Secara resmi, Partai yang berkuasa mengakui lima agama besar - Budha, Taoisme, Islam, Catholicisim, dan Protestan. Namun dalam praktiknya, pemerintah secara ketat mengontrol dan mengatur pengamalan kepercayaan tersebut.
China, misalnya, telah lama bersikeras bahwa mereka menyetujui pengangkatan uskup, bentrok dengan otoritas kepausan mutlak untuk memilih mereka.
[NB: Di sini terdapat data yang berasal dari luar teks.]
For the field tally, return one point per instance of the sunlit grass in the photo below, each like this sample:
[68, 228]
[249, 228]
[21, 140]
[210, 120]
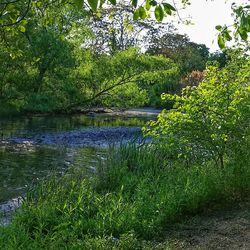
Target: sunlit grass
[137, 193]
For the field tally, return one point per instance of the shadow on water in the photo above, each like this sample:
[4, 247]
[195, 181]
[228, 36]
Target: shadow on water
[33, 148]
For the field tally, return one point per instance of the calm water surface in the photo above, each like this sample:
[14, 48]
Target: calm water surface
[24, 162]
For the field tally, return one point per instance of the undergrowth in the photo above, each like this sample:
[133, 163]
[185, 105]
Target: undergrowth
[136, 194]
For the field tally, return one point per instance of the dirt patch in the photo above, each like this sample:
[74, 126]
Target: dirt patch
[229, 230]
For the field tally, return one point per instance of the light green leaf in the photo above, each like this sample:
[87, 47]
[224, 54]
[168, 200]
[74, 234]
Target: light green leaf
[79, 3]
[218, 27]
[22, 29]
[159, 14]
[112, 2]
[136, 15]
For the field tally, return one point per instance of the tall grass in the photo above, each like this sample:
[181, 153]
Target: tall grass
[137, 193]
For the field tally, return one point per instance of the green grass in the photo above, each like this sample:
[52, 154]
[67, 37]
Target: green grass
[135, 195]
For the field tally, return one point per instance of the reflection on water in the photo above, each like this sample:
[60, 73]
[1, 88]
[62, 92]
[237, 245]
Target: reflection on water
[23, 164]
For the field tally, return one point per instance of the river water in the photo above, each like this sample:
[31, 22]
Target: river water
[35, 147]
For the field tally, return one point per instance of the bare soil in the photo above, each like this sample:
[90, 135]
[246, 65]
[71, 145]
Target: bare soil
[228, 229]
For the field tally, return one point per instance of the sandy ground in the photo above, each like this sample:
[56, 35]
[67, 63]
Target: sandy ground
[228, 229]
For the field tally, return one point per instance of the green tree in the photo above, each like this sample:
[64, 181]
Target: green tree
[100, 77]
[210, 121]
[189, 55]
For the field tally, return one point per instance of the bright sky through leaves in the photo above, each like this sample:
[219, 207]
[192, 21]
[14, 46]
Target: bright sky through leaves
[205, 16]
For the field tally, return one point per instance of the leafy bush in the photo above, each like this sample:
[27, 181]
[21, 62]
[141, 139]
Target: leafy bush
[136, 194]
[211, 120]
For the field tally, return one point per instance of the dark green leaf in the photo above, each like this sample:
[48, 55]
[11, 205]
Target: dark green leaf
[93, 4]
[227, 36]
[221, 42]
[147, 4]
[134, 3]
[136, 15]
[142, 12]
[169, 6]
[159, 14]
[243, 34]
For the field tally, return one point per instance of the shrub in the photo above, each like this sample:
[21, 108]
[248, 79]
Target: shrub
[211, 120]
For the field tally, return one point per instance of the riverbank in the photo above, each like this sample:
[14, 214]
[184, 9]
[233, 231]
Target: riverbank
[136, 196]
[10, 112]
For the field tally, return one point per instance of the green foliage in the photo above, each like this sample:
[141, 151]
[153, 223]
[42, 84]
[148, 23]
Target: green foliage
[137, 193]
[211, 120]
[188, 55]
[127, 77]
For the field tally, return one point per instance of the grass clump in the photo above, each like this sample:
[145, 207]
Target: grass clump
[136, 194]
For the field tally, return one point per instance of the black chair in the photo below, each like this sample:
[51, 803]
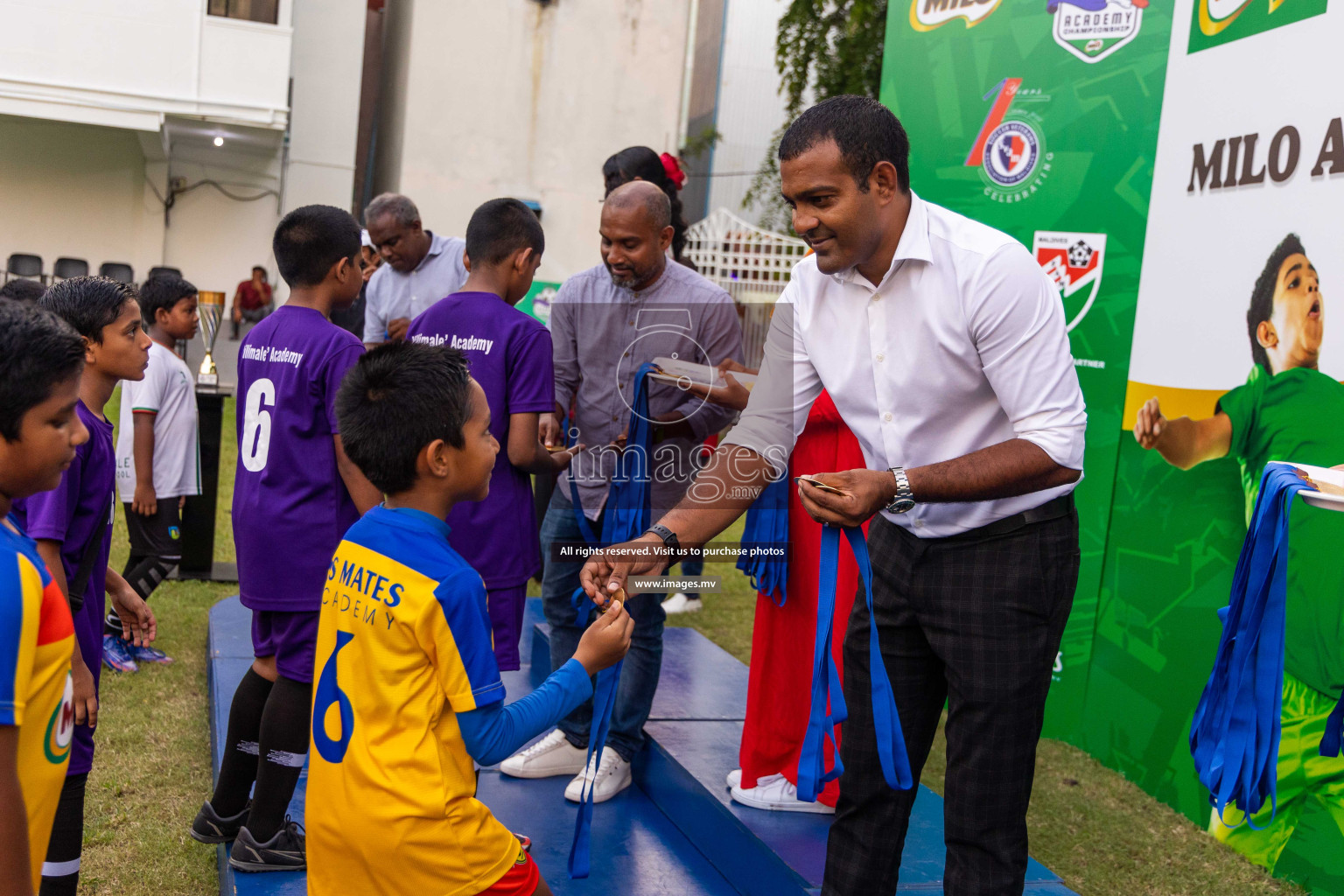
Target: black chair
[23, 265]
[116, 270]
[67, 268]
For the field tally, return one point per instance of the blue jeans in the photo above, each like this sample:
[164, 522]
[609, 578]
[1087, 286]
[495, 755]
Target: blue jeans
[692, 567]
[644, 662]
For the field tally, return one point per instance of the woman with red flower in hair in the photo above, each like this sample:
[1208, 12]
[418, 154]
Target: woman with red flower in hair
[641, 163]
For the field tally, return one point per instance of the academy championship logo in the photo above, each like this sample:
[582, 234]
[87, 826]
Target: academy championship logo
[1073, 262]
[927, 15]
[1010, 150]
[60, 727]
[1093, 30]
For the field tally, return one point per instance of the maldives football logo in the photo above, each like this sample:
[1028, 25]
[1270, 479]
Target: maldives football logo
[60, 727]
[1071, 262]
[1010, 150]
[1093, 30]
[927, 15]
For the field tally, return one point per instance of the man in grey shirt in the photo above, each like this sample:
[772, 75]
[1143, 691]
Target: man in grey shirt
[421, 268]
[605, 323]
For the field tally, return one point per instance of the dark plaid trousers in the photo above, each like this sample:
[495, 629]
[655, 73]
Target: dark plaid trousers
[973, 621]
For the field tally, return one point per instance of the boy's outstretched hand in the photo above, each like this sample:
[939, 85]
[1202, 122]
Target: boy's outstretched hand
[606, 640]
[137, 620]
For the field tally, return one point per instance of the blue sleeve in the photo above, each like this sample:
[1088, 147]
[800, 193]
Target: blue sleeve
[495, 732]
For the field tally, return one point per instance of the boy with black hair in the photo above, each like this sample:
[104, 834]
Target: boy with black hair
[295, 496]
[40, 360]
[509, 354]
[409, 692]
[1288, 410]
[72, 526]
[158, 459]
[23, 290]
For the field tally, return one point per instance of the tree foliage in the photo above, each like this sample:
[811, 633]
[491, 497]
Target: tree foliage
[822, 49]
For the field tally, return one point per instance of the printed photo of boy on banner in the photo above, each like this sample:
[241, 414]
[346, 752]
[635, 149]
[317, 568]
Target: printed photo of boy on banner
[1288, 410]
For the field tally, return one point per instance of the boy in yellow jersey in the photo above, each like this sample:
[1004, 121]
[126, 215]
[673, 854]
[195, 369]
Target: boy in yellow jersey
[40, 360]
[408, 692]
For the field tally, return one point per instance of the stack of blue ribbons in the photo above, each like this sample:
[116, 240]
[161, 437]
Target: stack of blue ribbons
[626, 517]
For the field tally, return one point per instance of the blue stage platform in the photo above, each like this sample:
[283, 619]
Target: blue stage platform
[676, 830]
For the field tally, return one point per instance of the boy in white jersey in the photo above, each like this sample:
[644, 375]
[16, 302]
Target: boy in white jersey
[158, 457]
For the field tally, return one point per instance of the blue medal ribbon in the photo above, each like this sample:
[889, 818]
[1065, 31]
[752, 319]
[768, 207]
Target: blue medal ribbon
[626, 516]
[1236, 731]
[828, 708]
[767, 527]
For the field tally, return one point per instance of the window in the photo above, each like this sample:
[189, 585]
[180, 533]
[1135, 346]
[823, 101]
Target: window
[266, 11]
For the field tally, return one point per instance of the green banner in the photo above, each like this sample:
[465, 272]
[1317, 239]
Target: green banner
[1216, 22]
[1040, 120]
[538, 301]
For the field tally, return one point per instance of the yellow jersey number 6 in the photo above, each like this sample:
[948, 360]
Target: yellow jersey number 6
[328, 693]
Bahkan penyebutan "Tuhan" dan "Alkitab" telah disensor dari buku klasik anak-anak, seperti Robinson Crusoe, diterjemahkan untuk kurikulum sekolah, bukan sebagai "surga yang baik" dan "beberapa buku".
Penindasan tidak "hanya ditujukan secara eksklusif pada Islam, tetapi tampaknya dituntut paling keras dalam hal Islam," kata Rian Thum, peneliti senior di Universitas Nottingham.
Itu karena Islamofobia yang lebih luas di China mengingat kesalahpahaman bahwa terorisme terkait dengan Islam, katanya.
Alasan lainnya adalah "peralihan ke arah etnonasionalisme sebagai narasi yang melegitimasi mengapa Partai Komunis harus menjadi organisasi yang menjalankan China".
Dan itulah mengapa agama yang dianggap asing menjadi sasaran, katanya.
"Ini adalah pembersihan etnonasionalis dari materi budaya yang dianggap asing karena tidak sejalan dengan mayoritas etnis Han."